There are at least four kinds of reform: (1) immediate restructuring of the banking sector to enable it to rationally and efficiently channel financial resources into priority sectors; (2) elimination of monopolies, oligopolies and other restrictive business practices, which have up to now been used to provide privileges to select groups of people; (3) political reform which will enable potential leaders, especially among civilians, who truly reflect the choices of the people to emerge and take over leadership in accordance with the constitutionally and legally prescribed procedures.

The reform measures should also include the independent relationship between the executive and legislative bodies; and (4) reform of the judicial system by which the judiciary could perform its functions independently of political considerations.

Economic reforms have to be initiated immediately and should have the aim of making the Indonesian economy lean and efficient. This is particularly important if we are to succeed in meeting the requirements of the ASEAN Free Trade Area (AFTA) in 2003 and the APEC target of 2020.

Otherwise, we will be foreigners' coolies on our own soil. This should be done, as Dr. Sumitro said, by eliminating, or at least significantly diminishing, extensive corruption; collusion between officials and business: monopolies, oligopolies and other restrictive business practices; and excessive protectionism.

Government policies should encourage the required backward- and forward-linkage processes in order to diminish the phenomenon of excessive import content in Indonesian production, especially those for exports.

Furthermore, the sustained economic growth process attained during the last three decades -- as admirable as it may be -- has produced sharp discrepancies between the income and wealth of regions and groups.

This has to be corrected. Decentralization, which would enable people in the regions -- in the context of the overall objectives of the nation -- to formulate, implement, and benefit fully from these programs and projects should be instituted.

In addition to the redistribution of income among regions and groups, serious efforts to foster conciliation among regions and groups should be made. This is imperative if we are to preserve and foster the Indonesian nation.

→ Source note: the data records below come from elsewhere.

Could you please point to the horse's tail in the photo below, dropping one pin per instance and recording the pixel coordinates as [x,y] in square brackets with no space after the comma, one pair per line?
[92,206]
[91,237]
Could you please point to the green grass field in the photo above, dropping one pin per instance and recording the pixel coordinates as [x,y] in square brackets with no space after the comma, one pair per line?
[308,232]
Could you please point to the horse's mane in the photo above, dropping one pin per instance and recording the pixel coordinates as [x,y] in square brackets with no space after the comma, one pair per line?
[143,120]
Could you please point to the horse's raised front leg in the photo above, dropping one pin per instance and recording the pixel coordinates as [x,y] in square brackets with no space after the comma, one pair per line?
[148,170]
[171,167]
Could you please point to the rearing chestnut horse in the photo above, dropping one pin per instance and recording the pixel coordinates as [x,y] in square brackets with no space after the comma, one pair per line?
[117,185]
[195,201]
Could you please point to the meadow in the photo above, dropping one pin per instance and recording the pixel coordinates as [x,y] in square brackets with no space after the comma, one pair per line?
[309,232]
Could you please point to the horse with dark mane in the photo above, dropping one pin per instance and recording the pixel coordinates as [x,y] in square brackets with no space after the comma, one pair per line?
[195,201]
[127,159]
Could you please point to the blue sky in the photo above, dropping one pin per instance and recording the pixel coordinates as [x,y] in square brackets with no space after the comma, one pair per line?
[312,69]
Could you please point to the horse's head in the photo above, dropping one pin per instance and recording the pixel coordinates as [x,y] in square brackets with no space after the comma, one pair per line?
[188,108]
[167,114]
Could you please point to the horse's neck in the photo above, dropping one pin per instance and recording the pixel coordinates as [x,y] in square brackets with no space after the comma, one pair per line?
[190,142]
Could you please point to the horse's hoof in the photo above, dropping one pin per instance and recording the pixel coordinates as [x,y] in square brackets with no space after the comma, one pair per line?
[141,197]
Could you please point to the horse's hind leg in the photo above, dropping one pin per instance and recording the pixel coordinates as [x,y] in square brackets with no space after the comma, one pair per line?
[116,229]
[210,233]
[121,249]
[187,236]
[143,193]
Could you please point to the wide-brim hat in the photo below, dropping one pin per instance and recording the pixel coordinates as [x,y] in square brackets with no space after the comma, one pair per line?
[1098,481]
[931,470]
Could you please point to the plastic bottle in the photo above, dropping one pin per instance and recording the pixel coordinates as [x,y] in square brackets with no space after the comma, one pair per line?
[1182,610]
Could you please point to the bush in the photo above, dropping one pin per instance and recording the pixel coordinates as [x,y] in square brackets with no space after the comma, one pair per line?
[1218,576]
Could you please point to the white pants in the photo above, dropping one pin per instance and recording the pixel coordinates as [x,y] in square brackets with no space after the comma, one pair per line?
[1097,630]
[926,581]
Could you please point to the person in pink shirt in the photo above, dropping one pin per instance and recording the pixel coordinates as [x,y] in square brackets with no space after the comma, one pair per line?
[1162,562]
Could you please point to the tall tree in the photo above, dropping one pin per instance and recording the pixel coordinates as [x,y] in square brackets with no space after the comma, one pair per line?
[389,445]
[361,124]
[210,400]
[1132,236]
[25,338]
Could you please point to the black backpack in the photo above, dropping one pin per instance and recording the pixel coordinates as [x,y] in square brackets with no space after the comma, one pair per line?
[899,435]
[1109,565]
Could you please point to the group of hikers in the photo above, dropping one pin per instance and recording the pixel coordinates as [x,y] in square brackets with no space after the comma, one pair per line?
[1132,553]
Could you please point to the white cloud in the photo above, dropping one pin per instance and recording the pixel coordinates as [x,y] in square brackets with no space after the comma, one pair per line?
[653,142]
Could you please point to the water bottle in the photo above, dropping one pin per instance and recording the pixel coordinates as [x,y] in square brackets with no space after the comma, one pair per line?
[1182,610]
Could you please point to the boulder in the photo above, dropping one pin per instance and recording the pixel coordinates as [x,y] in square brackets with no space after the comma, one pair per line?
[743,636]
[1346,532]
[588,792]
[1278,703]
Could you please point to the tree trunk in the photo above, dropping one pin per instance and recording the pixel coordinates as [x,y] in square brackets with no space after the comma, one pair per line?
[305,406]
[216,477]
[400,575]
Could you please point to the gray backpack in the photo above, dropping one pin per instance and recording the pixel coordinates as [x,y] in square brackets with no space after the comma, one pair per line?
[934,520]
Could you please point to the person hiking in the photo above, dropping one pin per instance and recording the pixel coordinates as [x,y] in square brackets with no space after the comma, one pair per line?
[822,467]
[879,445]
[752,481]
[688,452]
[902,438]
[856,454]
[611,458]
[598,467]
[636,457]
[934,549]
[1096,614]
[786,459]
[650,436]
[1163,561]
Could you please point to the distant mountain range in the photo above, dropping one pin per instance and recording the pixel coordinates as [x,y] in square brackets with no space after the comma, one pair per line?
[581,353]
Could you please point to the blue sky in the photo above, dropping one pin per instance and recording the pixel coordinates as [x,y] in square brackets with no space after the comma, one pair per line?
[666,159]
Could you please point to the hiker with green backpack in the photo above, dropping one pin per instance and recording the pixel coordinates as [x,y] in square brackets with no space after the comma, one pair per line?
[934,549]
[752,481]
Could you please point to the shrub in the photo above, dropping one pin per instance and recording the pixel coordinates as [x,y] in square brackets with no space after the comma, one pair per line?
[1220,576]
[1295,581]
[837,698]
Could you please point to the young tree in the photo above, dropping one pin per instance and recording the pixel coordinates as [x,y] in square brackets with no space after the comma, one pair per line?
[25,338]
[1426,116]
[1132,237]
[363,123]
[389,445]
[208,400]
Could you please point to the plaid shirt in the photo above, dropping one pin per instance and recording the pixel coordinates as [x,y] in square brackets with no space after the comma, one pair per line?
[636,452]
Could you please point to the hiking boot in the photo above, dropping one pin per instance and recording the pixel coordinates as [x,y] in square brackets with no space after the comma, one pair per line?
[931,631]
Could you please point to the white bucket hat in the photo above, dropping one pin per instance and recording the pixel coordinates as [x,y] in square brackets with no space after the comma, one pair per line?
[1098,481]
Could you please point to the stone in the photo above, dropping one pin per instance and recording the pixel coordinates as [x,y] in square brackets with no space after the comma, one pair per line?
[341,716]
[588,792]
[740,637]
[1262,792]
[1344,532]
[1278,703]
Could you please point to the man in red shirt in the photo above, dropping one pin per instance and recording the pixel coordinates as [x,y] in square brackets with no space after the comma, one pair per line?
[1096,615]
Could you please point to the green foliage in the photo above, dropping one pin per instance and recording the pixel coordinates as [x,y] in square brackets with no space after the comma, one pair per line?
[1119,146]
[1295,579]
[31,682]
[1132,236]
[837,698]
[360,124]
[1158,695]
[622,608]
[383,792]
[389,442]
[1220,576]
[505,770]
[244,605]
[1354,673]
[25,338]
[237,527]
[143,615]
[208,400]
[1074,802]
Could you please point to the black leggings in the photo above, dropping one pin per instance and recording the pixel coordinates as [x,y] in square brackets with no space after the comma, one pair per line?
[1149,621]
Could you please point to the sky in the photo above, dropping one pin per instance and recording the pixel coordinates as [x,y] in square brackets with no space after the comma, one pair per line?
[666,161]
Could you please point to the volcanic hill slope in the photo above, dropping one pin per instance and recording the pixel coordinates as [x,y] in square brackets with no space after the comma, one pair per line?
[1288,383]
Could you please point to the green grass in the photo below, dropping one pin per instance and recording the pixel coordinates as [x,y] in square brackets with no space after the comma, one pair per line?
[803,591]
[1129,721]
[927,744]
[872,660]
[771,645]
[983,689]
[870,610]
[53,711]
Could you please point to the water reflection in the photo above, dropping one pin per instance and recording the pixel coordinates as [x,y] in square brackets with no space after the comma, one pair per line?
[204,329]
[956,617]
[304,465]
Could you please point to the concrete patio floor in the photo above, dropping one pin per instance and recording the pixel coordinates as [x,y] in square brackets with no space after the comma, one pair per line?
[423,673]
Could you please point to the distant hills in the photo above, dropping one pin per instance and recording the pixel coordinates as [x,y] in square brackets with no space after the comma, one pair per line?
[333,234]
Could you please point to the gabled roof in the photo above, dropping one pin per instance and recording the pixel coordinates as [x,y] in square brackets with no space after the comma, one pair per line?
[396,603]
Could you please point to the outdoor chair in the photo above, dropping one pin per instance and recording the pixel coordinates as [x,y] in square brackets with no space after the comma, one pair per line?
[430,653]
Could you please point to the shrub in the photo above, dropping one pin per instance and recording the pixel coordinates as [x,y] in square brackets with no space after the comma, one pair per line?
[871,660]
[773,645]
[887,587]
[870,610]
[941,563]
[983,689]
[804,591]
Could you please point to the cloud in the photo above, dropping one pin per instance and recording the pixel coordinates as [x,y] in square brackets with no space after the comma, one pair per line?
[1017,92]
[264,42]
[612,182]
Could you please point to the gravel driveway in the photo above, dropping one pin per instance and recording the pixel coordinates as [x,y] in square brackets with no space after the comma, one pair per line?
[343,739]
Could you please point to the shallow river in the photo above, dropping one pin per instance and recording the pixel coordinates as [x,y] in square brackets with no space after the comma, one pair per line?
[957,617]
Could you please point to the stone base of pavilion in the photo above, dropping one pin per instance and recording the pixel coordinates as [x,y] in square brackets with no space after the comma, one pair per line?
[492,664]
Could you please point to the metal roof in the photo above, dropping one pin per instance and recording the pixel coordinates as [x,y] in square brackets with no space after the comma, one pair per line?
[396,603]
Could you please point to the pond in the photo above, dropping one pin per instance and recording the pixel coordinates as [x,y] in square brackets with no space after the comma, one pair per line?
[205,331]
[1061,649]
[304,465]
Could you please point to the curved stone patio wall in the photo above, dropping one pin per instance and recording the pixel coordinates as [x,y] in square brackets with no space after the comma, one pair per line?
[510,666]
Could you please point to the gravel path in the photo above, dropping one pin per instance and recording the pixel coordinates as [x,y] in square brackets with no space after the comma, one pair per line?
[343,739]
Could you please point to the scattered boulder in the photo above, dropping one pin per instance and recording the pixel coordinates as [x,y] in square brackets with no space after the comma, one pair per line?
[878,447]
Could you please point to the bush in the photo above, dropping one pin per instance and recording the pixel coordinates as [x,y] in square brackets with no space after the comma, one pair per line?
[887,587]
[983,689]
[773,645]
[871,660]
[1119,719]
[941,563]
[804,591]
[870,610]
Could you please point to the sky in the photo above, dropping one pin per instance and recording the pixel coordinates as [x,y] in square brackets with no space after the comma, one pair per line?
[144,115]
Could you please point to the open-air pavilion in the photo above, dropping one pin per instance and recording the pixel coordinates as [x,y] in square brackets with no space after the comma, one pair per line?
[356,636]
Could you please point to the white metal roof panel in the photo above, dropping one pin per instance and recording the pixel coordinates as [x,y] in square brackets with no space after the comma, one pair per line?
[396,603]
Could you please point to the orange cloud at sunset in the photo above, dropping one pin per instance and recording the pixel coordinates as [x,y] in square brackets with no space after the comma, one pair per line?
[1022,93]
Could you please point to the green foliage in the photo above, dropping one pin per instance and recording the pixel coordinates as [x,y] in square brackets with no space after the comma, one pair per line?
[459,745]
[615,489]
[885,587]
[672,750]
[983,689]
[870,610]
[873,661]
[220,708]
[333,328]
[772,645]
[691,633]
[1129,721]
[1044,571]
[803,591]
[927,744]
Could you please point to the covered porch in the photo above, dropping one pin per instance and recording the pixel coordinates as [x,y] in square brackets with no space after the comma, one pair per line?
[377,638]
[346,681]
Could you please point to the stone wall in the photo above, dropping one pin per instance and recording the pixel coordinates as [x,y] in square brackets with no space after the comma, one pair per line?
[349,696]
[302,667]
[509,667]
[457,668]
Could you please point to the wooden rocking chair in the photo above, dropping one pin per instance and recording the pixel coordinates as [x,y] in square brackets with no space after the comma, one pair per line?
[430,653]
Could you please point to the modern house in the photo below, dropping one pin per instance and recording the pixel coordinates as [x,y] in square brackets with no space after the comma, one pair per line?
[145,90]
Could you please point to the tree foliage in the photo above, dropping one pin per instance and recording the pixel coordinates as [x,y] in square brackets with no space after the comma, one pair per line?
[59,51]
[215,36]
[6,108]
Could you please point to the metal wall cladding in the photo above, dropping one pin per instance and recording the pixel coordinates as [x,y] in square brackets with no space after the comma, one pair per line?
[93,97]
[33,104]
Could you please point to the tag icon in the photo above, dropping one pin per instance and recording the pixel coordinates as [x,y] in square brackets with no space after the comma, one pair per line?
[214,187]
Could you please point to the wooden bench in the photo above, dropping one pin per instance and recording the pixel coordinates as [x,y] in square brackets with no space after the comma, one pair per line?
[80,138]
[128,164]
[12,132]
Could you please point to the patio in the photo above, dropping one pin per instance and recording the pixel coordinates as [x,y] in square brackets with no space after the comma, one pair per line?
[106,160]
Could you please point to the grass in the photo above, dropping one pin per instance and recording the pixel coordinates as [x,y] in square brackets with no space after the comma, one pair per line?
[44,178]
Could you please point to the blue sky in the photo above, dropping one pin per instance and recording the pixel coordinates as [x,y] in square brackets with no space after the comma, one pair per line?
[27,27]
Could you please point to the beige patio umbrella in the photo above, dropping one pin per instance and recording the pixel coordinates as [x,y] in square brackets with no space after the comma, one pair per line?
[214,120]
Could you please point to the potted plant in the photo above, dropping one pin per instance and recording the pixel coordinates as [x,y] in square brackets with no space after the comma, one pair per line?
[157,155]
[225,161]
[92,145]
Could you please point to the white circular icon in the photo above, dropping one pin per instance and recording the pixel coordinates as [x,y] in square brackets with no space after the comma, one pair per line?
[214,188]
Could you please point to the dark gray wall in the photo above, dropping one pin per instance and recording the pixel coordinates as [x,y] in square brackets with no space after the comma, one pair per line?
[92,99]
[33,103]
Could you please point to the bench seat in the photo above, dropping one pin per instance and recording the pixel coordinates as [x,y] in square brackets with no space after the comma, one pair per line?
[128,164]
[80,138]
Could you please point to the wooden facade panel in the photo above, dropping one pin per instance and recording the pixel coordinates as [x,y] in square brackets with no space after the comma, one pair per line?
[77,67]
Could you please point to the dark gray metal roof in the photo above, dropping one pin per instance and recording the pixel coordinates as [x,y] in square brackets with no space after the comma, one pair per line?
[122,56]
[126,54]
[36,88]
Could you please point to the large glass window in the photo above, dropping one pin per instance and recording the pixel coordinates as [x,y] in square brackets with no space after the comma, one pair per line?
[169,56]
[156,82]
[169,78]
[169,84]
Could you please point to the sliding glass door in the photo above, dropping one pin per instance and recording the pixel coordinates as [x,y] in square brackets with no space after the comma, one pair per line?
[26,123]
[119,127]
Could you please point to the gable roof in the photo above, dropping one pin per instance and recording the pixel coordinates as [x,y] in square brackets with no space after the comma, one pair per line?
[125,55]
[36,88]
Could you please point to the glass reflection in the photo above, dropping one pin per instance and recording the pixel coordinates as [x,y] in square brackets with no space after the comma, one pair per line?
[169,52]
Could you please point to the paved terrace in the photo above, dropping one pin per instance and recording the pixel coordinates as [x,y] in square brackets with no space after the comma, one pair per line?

Some words could be said of the required political reform. Reform of the political system would be needed to enable potential leaders from among the civilians to rise through the ranks and assume their rightful place within the political system. Dr. Juwono Sudarsono said that there were no civilian leaders capable of assuming leadership who would be acceptable to the various relevant groups.

Now is the time to reform the system to make it possible for potential leaders to do so. The dependency of the legislative bodies, MPR/DPR, on the executive branch of government has to be eliminated. MPR/DPR should also be more active in determining the overall direction, monitoring and supervising the performance of the executive branch of government in formulating and implementing policies, programs and projects.

Relatively smaller changes need also to be made. For example, the election system has to be changed in order to make sure that political parties (some question whether Golkar is a political party) are not only able to present their ideas of how to bring the country forward; but are also able to do so without constraints that make the system completely unfair. The people are the ones who become frustrated, as was evident in the last election.

What is the alternative to the above scenario? A projection of the future under the present situation could show deepening economic problems, which could lead to serious political problems -- perhaps to the point of extensive disorder -- that in turn would make recovery from economic hardship impossible. In this case, the IMF package would fail.

The writer is research fellow at the Center for Strategic and International Studies. He retired from the United Nations two years ago.